Incidentally, this process looks very similar to a discrete-time Ehrenfest model, so some further insights might be gained by comparison with that. It’s also related to the “snail climbing a cliff” problem, except that the non-uniform success probabilities here don’t lend themselves to a neat, simple recurrence.

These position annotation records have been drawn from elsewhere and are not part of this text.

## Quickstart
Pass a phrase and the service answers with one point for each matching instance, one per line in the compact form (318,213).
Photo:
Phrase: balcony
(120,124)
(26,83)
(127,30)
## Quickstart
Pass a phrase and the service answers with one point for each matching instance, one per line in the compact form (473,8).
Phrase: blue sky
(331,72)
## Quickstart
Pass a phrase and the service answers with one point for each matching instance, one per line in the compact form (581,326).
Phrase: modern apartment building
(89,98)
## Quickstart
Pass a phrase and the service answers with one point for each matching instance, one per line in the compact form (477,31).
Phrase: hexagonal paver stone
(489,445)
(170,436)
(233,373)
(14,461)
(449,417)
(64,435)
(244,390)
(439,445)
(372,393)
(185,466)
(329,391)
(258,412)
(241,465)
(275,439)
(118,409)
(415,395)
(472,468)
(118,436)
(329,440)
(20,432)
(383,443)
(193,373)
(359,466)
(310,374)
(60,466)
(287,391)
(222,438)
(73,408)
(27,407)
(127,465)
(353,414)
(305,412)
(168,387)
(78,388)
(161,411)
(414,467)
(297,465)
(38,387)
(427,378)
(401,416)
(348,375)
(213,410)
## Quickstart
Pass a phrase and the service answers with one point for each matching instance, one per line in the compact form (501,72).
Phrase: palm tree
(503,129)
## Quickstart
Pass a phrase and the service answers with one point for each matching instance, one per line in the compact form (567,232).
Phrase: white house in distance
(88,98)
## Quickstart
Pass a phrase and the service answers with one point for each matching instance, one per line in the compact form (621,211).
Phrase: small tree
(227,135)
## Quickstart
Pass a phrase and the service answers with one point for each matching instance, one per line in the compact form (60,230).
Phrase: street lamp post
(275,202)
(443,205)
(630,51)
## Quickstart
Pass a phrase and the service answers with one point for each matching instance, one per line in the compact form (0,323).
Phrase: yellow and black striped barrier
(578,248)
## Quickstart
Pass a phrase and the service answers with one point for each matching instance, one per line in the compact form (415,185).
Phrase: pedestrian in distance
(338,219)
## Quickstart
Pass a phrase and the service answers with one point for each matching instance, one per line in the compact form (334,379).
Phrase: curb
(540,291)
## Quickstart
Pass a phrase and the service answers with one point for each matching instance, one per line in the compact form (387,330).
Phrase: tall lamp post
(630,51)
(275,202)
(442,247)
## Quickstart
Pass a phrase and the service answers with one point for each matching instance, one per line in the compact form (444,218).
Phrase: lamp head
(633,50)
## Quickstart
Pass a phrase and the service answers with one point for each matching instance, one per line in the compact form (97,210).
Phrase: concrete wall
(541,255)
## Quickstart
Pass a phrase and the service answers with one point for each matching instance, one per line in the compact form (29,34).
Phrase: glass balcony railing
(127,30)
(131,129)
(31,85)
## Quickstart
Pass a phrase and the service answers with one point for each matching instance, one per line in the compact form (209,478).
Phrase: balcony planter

Consider the matrix for this Markov chain: $$P=\left[\begin{array}{cccccccccc} 0&1&&&&&&&&\\ 1-p_{1}&0&p_{1}&&&\ddots&&&&\\ &1-p_{2}&0&p_{2}&&&0&&&\\ &&1-p_{3}&0&p_{3}&&&\ddots&&\\ &&&1-p_{4}&0&p_{4}&&&&\\ &&&&1-p_{5}&0&p_{5}&&&\\ &&\ddots&&&1-p_{6}&0&p_{6}&&\\ &&&0&&&1-p_{7}&0&p_{7}&\\ &&&&\ddots&&&1-p_{8}&0&p_{8}\\ &&&&&&&&0&1\end{array}\right],$$ where the transition probability of going from state $i$ to state $j$ is $P_{i,j}$ for each $0\leq i,j\leq 9.$ Then the probability of going from state $i$ to state $j$ in $n$ steps is just $(P^{n})_{i,j},$ the $(i,j)$th entry of the $n$th power of $P.$ Since 9 is an absorbing state, to find the probability that we go from state 0 to state 9 in exactly $n$ steps, we just need to consider $(P^{n})_{0,9}-(P^{n-1})_{0,9},$ since this is the probability that we reach state 9 from state 0 in $n$ steps, but didn't reach state 9 before the $n$th step.

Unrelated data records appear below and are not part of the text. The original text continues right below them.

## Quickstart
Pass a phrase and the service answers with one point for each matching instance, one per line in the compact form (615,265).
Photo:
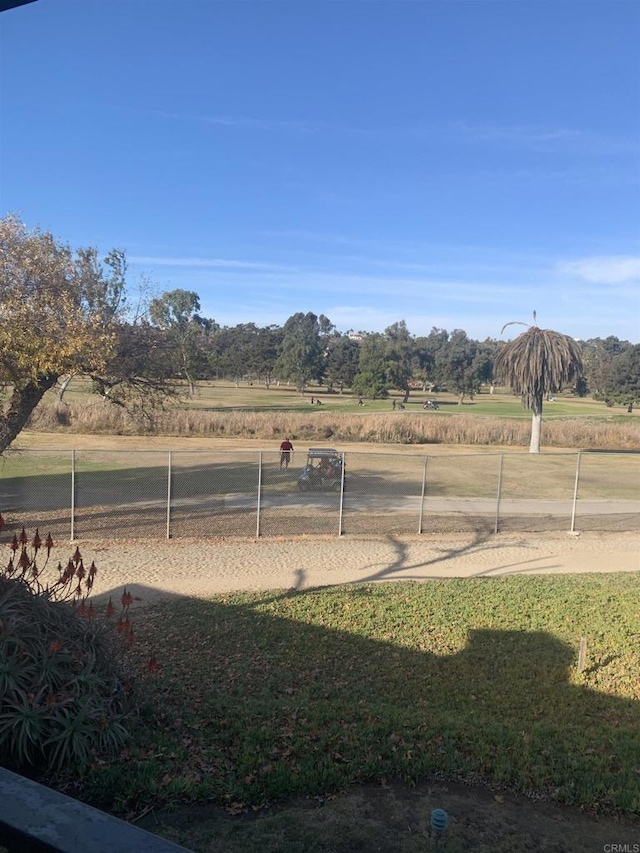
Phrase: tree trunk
(536,425)
(20,406)
(64,385)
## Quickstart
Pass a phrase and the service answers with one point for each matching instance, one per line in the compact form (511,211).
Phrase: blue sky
(450,163)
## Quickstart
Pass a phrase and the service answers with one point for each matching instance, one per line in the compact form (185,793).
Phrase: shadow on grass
(268,696)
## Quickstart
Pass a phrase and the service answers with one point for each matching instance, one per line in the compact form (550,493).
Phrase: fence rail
(94,494)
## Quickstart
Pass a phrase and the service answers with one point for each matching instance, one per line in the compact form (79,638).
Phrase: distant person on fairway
(286,449)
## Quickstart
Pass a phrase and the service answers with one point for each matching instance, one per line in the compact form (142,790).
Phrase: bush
(63,675)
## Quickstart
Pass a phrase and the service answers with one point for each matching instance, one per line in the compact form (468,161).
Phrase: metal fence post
(259,493)
(575,493)
(341,496)
(73,495)
(424,486)
(495,530)
(169,473)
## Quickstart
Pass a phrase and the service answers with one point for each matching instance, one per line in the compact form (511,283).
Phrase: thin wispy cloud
(240,122)
(614,269)
(545,138)
(208,263)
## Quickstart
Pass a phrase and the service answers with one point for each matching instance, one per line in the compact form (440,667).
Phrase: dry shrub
(98,417)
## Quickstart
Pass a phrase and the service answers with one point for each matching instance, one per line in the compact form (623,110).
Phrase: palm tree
(538,363)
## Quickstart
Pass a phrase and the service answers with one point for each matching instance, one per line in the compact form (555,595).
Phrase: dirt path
(206,567)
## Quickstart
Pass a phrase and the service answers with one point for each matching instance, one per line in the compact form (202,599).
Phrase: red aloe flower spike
(69,572)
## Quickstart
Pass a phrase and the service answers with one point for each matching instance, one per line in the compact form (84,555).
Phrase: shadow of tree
(275,698)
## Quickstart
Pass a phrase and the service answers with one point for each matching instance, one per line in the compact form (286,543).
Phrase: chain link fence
(159,494)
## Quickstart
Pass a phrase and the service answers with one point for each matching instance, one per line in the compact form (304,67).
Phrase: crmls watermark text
(621,848)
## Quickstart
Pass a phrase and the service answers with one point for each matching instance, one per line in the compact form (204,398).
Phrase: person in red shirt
(286,449)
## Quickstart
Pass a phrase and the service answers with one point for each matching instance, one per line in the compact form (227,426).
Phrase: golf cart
(322,471)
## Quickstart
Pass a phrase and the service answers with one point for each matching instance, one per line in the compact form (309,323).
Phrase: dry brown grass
(96,417)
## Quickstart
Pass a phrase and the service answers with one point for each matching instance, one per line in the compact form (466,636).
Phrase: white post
(169,473)
(259,493)
(575,493)
(495,530)
(424,487)
(73,495)
(341,497)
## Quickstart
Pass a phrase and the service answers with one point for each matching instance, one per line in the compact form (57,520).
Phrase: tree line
(308,349)
(66,312)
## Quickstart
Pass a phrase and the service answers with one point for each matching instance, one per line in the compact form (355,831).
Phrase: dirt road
(207,567)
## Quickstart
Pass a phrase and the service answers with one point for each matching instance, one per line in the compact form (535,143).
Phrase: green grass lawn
(223,395)
(263,696)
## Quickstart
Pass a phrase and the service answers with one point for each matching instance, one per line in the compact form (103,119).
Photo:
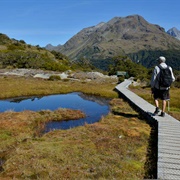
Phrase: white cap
(161,59)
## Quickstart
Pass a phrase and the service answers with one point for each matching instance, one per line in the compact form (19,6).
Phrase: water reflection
(94,107)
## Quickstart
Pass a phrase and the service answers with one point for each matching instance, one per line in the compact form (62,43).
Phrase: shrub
(54,77)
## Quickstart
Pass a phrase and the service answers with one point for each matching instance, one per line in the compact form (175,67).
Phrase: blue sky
(40,22)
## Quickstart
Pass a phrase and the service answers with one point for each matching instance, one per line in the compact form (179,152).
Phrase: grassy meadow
(116,147)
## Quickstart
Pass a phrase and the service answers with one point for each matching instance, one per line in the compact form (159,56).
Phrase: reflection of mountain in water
(19,99)
(100,100)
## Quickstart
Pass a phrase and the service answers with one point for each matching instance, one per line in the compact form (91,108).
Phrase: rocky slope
(174,32)
(121,35)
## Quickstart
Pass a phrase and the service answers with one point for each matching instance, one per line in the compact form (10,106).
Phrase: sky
(42,22)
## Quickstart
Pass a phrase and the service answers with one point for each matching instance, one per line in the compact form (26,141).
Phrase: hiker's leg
(163,105)
(156,103)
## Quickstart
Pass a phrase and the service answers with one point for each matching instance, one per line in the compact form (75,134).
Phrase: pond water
(94,107)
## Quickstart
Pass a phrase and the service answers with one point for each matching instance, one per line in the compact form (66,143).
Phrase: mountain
(50,47)
(174,32)
(131,35)
(18,54)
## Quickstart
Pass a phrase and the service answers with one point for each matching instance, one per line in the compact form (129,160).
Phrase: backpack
(165,77)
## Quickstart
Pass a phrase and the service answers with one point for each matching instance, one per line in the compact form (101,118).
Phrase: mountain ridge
(119,36)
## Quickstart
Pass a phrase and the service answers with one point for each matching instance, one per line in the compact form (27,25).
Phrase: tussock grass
(114,148)
(20,86)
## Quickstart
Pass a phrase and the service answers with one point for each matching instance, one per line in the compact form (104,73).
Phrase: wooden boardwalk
(168,165)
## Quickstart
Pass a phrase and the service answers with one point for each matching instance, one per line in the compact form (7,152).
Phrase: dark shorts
(161,94)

Now, to find the probability that the number of failures before hitting 9 is $f,$ for some specific integer $f\geq 0,$ and using @amd's comment, we see that we must hit state 9 at the $(2f+9)$th step of the process (starting from 0). Using the above, we can calculate this probability as $(P^{2f+9})_{0,9}-(P^{2f+8})_{0,9}.$ This gives us the probability mass function for the number of failures before reaching state 9, i.e., $p(f)=P(f\text{ failures}).$ Then to compute the average number of failures before reaching state 9, we would need to compute $\sum_{f=0}^{\infty}f\cdot p(f),$ using the definition of the mean of a random variable.
On the other hand, while all of this can be approximated numerically for specific values of the $p_{i}$, I have some doubt that you can obtain a general formula in terms of the $p_{i}$ for either $p(f)$ or the average number of failures.